This Greek couscous salad is a meal-prep hero — bright, zesty and bursting with fresh flavors! Ideal for picnics, lunches or light dinners, it mixes fluffy couscous, crunchy veggies, briny olives and feta coated in a tangy lemon-herb dressing. Chock-full of protein, fiber and Mediterranean flair, it’s a no-cook miracle (at least once you cook the couscous) that’s as sustaining as it is tasty.

Ingredients
Salad Base:
- 1 cup couscous (or pearl couscous, for more chew)
- 1 ¼ cups boiling water or vegetable stock
- 1 cup cherry tomatoes, halved
- 1 cucumber, diced
- ½ red onion, thinly sliced
- 1 bell pepper (red or yellow), diced
- ⅓ cup Kalamata olives, pitted & halved
- ½ cup crumbled feta cheese
Herbs & Dressing:
- ¼ cup fresh parsley, chopped
- 2 tbsp chopped fresh mint or dill (optional)
- ⅓ cup extra-virgin olive oil
- 3 tbsp fresh lemon juice (from 1–2 lemons)
- 1 garlic clove, minced
- 1 tsp dried oregano
- Salt & pepper to taste
Add-Ins (Optional):
- 1 (15-oz) can chickpeas, rinsed & drained
- Grilled chicken or shrimp
- Artichoke hearts or pepperoncini
Instructions
Cook the Couscous:
- Transfer couscous to a heatproof bowl. Add boiling water or broth to cover, and cover; let sit for 5–7 minutes. Fluff with a fork and allow to cool to room temperature.
Prep the Veggies:
- In a large bowl, mix together the tomatoes, cucumber, bell pepper, red onion and olives.
Make the Dressing:
- In a bowl, whisk olive oil, lemon juice, garlic, oregano, salt and pepper.
Assemble the Salad:
- Stir in cooled couscous and chickpeas (if using) into veggie mix. Drizzle dressing over and toss gently.
- Stir in feta cheese and herbs. Taste and adjust seasoning.
Chill & Serve:
- Chill for 30 minutes to let flavors meld, or serve immediately topped with a scatter of extra feta and olives.
Tips & Variations
Vegan: Omit feta or use a dairy-free alternative.

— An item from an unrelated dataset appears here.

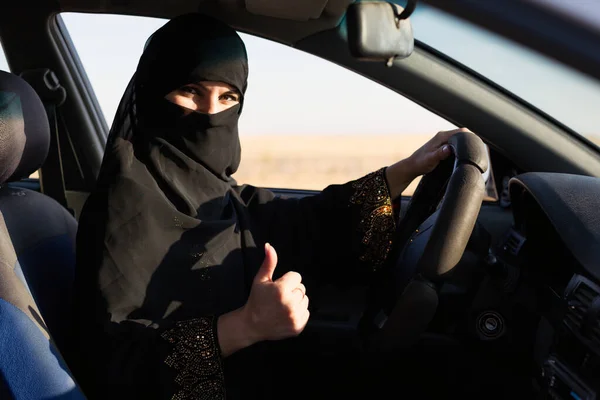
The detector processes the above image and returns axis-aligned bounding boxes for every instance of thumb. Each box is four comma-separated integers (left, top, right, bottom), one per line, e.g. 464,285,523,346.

254,243,277,282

Extra Zing: Stir lemon zest into the dressing or a splash of red wine vinegar.
Crisp It Up: Add romaine lettuce or spinach for some crunch.
Gluten-Free: If couscous is a no-no, use quinoa or cauliflower rice.
Turn Up the Heat: Add a pinch of red pepper flakes or harissa paste.
Serving & Storage
- Serve: Top with additional herbs and lemon wedges. Great with grilled fish, pita, or hummus!
- Store: Refrigerate in an airtight container for up to 3 days (couscous might tighten a bit).
Final Thoughts
This Greek couscous salad is a sunny, filling dish that is infinitely adaptable — throw in avocado, roasted red peppers, even leftover grilled vegetables. It’s a surefire crowd-pleaser that’s even better the next day!